There will be an increase in the amplitude of the wave which has been Fourier Transformed, while for the angle, it would be shifted x radians away to the left, since the angles will add up when $c$ is multiplied to $V(f)$. Am I right to say this? :)

You're talking about the vector interpretation of complex numbers? Like, if $\arg(c)$ is positive, the vector $V(f)$ would be scaled and rotated counterclockwise in the complex plane? That's how I understand what you wrote, and it's true, so it seems you already know everything you need to solve your assignment.

Do you have any questions?

 

[galaxy_twirl]

I was visualising it from a mathematical viewpoint, as in the earlier question, multiplying 2 complex numbers, $z_1$ and $z_2$.

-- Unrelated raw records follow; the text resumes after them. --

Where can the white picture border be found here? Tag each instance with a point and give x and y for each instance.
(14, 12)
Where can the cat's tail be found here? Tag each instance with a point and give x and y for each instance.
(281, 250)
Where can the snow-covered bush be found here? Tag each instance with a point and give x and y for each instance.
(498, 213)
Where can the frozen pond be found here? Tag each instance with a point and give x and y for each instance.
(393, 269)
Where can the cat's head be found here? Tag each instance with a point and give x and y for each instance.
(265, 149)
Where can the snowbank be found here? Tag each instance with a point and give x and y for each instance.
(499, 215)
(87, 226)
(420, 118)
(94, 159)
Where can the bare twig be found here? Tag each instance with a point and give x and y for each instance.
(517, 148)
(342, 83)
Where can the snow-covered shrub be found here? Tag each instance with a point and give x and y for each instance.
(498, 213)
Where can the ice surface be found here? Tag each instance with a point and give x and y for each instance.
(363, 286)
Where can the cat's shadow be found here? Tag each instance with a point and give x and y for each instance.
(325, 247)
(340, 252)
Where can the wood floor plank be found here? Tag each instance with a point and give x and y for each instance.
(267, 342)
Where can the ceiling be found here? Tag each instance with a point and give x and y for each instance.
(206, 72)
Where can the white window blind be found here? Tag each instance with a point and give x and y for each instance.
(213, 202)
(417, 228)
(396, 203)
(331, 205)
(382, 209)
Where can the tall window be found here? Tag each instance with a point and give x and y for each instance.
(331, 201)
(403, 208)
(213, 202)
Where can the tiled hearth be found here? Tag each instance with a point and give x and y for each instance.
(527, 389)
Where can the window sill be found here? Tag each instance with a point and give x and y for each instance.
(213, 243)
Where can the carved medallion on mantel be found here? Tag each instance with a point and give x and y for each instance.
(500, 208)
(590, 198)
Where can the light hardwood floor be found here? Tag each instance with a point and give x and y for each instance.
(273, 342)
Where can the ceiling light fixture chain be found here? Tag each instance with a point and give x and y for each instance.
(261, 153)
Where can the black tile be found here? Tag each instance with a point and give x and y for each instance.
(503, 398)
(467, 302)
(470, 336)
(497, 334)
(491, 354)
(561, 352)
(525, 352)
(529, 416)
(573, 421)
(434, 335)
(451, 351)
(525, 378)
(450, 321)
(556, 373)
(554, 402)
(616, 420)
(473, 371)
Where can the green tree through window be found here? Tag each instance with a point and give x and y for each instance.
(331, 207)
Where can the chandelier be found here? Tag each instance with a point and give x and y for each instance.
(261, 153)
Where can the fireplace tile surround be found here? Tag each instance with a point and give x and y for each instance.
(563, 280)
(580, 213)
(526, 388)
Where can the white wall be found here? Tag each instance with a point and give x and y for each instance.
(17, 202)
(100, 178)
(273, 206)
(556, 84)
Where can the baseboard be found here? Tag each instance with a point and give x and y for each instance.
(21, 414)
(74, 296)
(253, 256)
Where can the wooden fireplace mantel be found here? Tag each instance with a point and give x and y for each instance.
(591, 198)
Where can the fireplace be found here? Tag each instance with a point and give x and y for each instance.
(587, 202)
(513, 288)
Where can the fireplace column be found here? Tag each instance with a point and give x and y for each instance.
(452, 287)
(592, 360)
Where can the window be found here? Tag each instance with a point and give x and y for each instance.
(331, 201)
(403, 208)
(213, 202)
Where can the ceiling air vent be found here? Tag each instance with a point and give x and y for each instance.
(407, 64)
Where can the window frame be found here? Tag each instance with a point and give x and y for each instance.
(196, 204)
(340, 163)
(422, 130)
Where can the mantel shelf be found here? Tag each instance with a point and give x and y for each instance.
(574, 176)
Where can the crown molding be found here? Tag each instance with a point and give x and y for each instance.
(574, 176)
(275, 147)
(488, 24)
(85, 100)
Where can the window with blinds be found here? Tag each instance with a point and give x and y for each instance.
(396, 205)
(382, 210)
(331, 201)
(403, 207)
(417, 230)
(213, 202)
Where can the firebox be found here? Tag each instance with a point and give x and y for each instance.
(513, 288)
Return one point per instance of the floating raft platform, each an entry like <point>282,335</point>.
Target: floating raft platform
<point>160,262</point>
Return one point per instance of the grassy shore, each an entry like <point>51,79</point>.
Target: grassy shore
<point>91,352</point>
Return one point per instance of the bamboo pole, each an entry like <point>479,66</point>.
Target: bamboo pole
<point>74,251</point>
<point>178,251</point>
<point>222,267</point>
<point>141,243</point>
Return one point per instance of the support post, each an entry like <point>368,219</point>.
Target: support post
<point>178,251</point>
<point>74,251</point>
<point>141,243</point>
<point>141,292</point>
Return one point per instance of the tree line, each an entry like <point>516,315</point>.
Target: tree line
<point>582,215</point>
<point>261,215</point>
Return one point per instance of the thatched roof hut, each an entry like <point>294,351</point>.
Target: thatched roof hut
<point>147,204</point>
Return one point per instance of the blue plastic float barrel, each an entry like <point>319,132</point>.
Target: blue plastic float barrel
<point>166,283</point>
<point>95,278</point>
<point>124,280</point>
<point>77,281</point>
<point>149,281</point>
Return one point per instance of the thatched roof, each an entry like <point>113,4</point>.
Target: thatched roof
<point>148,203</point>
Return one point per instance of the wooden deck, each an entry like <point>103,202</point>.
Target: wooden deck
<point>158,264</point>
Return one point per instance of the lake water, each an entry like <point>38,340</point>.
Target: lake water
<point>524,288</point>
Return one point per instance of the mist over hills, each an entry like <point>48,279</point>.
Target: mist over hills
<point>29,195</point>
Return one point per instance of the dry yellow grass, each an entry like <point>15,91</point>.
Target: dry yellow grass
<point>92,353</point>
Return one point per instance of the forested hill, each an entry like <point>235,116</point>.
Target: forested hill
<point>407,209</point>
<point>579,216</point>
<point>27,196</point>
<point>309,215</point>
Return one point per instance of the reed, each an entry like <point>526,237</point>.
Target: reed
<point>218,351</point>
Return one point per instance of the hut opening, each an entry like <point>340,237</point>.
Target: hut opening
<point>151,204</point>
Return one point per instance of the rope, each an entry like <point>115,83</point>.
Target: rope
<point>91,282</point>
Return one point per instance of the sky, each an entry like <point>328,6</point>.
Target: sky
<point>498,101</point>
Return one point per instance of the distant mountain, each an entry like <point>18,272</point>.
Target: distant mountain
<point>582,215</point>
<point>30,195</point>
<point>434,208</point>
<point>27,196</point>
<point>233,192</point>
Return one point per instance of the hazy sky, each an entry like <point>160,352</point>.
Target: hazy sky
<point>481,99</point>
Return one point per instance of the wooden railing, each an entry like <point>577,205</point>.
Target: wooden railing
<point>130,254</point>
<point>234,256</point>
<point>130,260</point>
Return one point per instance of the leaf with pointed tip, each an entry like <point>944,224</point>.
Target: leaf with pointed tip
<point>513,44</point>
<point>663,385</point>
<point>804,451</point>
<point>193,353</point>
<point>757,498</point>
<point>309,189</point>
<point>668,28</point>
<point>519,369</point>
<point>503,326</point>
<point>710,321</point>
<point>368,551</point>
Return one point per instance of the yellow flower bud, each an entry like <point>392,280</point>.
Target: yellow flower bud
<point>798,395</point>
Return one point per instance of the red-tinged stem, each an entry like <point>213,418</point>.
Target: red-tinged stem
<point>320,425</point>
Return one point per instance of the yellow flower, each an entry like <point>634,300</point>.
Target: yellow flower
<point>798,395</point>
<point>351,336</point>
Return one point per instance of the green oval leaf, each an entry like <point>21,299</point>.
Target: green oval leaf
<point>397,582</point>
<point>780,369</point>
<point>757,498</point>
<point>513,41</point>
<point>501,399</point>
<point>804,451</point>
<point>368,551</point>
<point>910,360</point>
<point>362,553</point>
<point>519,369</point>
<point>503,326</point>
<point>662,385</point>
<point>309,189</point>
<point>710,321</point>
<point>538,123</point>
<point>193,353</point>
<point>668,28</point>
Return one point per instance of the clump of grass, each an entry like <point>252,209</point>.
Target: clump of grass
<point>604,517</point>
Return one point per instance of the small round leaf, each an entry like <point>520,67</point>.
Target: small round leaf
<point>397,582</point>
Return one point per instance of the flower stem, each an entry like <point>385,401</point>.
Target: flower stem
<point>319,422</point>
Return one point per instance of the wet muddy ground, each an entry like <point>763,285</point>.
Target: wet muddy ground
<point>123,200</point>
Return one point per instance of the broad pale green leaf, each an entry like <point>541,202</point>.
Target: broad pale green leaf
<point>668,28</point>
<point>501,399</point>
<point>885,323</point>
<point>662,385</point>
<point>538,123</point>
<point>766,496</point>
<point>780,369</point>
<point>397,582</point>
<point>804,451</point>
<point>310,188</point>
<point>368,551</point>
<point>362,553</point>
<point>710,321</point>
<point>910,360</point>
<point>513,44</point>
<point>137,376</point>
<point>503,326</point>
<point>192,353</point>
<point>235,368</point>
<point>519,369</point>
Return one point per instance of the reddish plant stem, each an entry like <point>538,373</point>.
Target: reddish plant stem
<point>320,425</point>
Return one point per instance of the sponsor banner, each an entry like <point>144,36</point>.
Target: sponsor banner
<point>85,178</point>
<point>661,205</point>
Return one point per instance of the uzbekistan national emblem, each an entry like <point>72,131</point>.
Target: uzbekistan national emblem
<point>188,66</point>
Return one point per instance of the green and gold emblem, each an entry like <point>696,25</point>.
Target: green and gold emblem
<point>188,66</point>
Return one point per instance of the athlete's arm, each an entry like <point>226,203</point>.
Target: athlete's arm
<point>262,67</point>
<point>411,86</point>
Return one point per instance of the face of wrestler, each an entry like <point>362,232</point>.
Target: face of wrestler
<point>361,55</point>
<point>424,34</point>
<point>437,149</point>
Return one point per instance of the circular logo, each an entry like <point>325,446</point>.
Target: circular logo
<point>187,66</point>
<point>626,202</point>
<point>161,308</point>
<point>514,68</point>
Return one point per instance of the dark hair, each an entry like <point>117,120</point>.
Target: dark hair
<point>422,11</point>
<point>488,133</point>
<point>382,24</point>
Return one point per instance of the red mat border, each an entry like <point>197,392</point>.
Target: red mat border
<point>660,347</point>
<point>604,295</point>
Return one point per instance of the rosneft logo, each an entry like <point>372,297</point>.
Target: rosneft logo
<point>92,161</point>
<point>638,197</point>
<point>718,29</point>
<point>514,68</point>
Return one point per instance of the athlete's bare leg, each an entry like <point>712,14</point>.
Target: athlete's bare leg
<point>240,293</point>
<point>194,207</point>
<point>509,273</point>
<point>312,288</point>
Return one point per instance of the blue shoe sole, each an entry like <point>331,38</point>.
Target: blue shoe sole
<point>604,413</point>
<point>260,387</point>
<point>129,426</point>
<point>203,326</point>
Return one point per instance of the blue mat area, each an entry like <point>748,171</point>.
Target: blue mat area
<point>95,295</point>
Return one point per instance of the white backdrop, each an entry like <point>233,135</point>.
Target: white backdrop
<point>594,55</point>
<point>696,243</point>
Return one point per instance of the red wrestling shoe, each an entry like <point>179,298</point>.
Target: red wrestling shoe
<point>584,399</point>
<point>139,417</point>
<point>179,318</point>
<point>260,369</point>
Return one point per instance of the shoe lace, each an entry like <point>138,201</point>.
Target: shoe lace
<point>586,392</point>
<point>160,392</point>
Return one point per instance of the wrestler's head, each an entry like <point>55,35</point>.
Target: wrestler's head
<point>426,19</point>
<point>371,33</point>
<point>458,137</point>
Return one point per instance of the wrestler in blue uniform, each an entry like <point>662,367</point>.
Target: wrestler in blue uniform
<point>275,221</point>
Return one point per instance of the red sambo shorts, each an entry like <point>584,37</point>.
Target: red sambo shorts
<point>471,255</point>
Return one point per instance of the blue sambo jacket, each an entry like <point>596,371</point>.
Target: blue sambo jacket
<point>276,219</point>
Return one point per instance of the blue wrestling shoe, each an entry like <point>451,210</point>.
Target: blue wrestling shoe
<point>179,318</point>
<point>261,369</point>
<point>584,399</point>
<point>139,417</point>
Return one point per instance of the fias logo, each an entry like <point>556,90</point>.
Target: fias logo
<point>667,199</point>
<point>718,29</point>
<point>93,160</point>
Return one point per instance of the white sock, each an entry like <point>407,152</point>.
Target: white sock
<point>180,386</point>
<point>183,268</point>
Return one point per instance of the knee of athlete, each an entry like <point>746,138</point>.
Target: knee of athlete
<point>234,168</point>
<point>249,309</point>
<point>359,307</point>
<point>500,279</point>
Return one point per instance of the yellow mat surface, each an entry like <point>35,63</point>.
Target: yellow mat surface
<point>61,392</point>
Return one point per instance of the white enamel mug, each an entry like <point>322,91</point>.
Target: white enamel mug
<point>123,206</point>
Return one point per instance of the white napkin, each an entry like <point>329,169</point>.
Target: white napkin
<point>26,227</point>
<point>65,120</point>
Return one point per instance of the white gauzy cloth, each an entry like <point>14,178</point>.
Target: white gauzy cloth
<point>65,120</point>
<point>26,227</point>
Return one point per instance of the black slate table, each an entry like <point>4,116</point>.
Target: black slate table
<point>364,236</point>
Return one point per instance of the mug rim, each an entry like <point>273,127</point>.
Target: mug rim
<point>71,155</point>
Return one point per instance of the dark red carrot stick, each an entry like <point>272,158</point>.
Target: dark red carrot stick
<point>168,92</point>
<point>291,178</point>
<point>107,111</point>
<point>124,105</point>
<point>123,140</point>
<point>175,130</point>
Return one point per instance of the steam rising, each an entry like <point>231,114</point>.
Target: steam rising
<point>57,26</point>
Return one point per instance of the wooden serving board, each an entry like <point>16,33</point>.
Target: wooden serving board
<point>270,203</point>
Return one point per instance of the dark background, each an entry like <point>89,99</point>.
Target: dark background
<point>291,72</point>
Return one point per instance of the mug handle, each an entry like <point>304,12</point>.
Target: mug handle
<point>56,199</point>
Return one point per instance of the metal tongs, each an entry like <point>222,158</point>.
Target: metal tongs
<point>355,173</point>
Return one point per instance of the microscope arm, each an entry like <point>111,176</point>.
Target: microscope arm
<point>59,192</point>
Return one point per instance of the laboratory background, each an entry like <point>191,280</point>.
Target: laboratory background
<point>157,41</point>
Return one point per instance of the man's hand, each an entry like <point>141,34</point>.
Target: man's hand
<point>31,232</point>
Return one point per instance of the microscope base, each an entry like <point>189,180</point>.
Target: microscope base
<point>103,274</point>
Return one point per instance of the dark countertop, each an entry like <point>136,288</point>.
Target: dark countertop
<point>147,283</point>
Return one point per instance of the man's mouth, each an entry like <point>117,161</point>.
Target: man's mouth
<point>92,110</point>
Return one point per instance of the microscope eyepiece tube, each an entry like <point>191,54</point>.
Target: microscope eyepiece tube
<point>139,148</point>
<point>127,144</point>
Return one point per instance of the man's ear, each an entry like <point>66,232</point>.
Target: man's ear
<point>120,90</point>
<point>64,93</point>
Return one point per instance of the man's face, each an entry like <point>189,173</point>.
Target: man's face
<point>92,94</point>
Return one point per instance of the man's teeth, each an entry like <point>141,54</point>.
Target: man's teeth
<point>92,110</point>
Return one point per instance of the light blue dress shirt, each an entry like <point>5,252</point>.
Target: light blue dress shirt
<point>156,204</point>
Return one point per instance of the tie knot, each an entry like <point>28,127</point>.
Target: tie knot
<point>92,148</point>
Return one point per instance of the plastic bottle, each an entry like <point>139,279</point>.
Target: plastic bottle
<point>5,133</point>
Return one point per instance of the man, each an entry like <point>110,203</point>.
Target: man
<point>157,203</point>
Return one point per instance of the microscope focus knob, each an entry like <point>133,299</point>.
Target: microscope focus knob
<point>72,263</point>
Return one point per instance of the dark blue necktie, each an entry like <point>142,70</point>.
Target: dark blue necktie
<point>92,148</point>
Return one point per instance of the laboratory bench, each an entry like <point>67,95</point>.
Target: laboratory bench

Right now, I still can't really link the vector diagram of complex numbers to the plot of amplitude-frequency of waves, I think. >< The latter, from my point of view, is a diagram of spikes coming out at different frequencies, depending on the original wave.

I do agree that the vector $V(f)$ will be rotated anti-clockwise as the summing of angles is positive.

Thanks a lot for your help! :D

 

[milesyoung]

Right now, I still can't really link the vector diagram of complex numbers to the plot of amplitude-frequency of waves, I think. >< The latter, from my point of view, is a diagram of spikes coming out at different frequencies, depending on the original wave.

Ah, you mean the amplitude spectrum, e.g:

But that's just a plot of $|V(f)|$ over some interval of $f$, i.e. it's a plot of the modulus of $V(f)$. In some contexts, you also include the phase spectrum, which is just a plot of $\arg(V(f))$.

Does that help?

 

[galaxy_twirl]

Ah, you mean the amplitude spectrum, e.g:

But that's just a plot of $|V(f)|$ over some interval of $f$, i.e. it's a plot of the modulus of $V(f)$. In some contexts, you also include the phase spectrum, which is just a plot of $\arg(V(f))$.

Does that help?

I see. Yupp, I meant that. Haha. That was the diagram shown in my lecture notes, so I can link to it better. :)

Yes, and thank you so much for your help! :D I should be fine with my assignment now.